Growth arrest- and polyamine-dependent expression of spermidine/spermine N¹-acetyltransferase in human tumor cells

Polyamines are essential for optimal cell growth. The regulation of polyamine biosynthetic, but not catabolic, enzymes has been studied in detail. Because intracellular polyamine contents depend on both synthesis and catabolism, we studied the regulation of spermidine/spermine N¹- acetyltransferase (N¹SSAT), the first enzyme in polyamine catabolism. Steady-state RNA levels of N¹SSAT increased 3-5 fold as human colon tumor- derived HCT116 cells traversed the log phase and entered the plateau phase. Depletion of cellular polyamines, using α-difluoromethylornithine, caused a decrease in the steady-state levels of both the 1.3-kb N¹SSAT transcript and its 3.5-kb precursor, without affecting the stability of either RNA. N¹SSAT enzyme activity was low in cells with normal polyamine contents but could be induced by heat shock.

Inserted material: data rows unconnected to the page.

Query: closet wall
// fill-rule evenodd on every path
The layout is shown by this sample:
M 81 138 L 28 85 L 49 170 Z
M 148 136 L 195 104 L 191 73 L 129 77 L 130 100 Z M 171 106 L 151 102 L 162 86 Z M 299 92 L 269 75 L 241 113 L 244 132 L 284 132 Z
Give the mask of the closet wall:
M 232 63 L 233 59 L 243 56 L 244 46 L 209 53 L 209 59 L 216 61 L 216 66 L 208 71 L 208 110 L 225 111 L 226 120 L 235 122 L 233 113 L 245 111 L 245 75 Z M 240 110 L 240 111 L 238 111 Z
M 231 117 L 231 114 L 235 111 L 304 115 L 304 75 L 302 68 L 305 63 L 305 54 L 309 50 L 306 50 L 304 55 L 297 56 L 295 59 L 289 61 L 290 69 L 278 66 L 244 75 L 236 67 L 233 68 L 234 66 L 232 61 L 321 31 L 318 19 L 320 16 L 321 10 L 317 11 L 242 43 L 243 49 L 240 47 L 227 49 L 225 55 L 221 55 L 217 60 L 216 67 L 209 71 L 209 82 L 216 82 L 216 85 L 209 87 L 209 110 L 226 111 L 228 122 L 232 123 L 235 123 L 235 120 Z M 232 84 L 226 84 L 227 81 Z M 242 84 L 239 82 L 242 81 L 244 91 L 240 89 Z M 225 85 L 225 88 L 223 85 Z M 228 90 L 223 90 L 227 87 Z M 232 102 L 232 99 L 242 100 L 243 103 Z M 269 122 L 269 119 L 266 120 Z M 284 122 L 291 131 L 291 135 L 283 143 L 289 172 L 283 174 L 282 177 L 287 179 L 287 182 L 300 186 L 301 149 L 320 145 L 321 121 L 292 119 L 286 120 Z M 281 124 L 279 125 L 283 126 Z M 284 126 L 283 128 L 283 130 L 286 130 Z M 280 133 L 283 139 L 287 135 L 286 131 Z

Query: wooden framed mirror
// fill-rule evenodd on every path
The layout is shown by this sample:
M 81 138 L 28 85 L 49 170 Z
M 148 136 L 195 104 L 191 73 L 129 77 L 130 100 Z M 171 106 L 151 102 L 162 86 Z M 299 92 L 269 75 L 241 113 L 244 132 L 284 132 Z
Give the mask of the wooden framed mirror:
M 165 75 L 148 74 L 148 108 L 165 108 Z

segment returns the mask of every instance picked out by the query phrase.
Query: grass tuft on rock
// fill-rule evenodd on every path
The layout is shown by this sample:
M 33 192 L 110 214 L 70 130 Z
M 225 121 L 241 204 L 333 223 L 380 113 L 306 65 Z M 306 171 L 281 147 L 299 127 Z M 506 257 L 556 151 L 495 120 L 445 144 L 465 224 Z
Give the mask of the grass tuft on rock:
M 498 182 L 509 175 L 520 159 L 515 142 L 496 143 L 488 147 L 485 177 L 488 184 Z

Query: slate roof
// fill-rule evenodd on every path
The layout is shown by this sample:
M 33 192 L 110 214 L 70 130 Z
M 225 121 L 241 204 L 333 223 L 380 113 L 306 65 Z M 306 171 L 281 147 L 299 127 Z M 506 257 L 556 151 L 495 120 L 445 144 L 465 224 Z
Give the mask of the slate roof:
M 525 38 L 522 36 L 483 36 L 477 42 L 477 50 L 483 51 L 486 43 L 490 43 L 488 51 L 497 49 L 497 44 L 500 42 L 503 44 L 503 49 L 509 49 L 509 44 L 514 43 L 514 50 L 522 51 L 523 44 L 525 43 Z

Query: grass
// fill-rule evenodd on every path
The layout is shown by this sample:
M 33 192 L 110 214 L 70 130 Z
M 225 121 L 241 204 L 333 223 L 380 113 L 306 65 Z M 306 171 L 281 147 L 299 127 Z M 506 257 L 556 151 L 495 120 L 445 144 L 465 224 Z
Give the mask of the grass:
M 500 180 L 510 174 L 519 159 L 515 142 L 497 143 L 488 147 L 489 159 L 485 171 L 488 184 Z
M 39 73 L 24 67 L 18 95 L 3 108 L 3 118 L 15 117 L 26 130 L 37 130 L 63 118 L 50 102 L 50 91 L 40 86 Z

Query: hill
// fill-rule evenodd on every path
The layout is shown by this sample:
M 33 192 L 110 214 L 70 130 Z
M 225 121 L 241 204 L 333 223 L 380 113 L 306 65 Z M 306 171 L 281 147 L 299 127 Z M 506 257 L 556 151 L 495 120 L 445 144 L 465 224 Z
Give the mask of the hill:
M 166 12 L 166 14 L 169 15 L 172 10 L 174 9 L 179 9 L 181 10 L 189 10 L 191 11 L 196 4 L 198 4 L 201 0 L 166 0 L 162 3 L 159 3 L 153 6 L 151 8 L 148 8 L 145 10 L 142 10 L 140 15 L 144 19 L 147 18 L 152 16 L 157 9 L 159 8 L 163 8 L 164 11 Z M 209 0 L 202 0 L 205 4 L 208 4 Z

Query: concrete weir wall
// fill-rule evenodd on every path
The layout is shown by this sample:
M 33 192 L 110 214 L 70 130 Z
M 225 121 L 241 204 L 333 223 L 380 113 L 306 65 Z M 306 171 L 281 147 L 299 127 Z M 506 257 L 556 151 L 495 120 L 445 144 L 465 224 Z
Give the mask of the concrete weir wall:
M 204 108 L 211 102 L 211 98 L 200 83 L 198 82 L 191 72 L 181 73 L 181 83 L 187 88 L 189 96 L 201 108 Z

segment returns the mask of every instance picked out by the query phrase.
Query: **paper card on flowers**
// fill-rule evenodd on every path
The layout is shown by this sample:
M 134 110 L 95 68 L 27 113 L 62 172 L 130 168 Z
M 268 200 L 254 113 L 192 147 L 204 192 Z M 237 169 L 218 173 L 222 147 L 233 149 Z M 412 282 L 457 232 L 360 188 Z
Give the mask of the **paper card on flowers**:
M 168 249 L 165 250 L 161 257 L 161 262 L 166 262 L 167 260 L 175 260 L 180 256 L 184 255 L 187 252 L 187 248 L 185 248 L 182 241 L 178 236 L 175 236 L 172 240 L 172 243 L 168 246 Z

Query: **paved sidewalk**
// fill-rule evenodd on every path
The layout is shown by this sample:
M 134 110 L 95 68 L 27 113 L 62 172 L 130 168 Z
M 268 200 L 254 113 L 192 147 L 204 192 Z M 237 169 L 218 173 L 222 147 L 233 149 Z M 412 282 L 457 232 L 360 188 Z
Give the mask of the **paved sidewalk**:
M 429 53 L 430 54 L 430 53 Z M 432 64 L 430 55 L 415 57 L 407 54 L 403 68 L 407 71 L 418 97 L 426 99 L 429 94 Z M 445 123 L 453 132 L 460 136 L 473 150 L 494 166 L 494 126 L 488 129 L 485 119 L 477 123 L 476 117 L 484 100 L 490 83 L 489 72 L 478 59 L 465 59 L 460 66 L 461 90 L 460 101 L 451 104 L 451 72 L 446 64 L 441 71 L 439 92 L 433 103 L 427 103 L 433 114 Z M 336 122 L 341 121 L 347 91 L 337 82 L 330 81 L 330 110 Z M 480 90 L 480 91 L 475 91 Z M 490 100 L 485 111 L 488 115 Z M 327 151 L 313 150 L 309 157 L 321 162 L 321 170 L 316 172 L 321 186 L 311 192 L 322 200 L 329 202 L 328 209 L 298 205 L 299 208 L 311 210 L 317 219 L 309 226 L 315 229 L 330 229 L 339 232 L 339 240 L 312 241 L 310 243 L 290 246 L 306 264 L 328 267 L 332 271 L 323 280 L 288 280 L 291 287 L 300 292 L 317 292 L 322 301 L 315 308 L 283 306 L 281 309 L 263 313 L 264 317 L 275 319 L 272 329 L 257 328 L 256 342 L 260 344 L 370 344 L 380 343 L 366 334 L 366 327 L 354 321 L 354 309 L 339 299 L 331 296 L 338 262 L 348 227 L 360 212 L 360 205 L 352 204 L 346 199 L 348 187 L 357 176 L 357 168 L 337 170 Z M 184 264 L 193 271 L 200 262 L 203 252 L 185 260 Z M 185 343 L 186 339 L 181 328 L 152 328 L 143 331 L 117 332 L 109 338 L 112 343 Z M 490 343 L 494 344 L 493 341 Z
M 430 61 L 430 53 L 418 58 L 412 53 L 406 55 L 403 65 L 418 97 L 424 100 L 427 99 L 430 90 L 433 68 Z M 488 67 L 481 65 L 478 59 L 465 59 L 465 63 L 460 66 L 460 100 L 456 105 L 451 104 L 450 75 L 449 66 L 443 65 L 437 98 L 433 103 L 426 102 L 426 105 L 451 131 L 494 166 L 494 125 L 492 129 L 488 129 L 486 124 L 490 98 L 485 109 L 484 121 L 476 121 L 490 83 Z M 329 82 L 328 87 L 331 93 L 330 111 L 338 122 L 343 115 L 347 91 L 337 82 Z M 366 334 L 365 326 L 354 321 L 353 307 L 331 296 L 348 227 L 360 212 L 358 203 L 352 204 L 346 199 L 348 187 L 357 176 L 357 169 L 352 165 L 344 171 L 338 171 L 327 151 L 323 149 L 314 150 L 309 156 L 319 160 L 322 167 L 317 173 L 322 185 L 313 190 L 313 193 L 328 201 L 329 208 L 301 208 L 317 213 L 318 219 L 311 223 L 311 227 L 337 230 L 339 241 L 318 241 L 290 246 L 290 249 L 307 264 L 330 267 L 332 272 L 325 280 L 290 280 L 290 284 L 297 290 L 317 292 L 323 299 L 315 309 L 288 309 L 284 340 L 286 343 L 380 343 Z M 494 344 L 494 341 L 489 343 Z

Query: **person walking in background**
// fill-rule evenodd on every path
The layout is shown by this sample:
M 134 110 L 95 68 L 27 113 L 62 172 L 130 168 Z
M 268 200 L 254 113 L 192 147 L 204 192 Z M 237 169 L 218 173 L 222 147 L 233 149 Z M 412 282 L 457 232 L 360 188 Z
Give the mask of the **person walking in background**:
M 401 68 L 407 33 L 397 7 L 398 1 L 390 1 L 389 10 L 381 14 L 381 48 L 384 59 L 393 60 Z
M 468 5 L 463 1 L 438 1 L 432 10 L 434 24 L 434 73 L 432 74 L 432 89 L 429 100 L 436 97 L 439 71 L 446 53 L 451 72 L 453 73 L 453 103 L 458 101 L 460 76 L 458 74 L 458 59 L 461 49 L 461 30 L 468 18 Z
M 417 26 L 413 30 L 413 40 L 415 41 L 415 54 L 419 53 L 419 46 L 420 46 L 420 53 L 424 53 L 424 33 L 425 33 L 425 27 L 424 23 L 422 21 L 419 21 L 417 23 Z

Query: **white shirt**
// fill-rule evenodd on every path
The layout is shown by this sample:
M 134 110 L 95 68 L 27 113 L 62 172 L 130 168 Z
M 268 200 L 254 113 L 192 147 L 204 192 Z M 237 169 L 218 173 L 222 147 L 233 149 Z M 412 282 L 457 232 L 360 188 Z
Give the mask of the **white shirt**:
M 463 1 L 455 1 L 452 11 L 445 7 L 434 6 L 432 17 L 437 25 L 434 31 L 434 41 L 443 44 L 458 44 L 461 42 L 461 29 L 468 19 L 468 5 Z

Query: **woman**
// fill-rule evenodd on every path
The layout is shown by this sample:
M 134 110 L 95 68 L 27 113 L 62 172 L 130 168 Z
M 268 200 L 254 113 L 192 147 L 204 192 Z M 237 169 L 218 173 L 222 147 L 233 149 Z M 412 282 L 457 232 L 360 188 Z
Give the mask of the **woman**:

The level of induction of N¹SSAT enzyme activity by heat shock on different days of growth correlated with N¹SSAT RNA levels prior to heat shock and occurred without changes in levels of message after heat shock. Although non-heat-shocked cells containing normal polyamine contents expressed N¹SSAT RNA but not enzyme activity, exogenous spermidine restored both RNA levels and enzyme activity in polyamine-depleted cells. This result suggests that the expression of N¹SSAT enzyme activity, but not RNA, requires a change in the intracellular compartmentalization of spermidine. These data demonstrate that N¹SSAT is regulated at both the transcriptional and posttranscriptional levels by conditions that arrest growth in HCT116 cells, and that both of these mechanisms are affected by endogenous polyamine contents.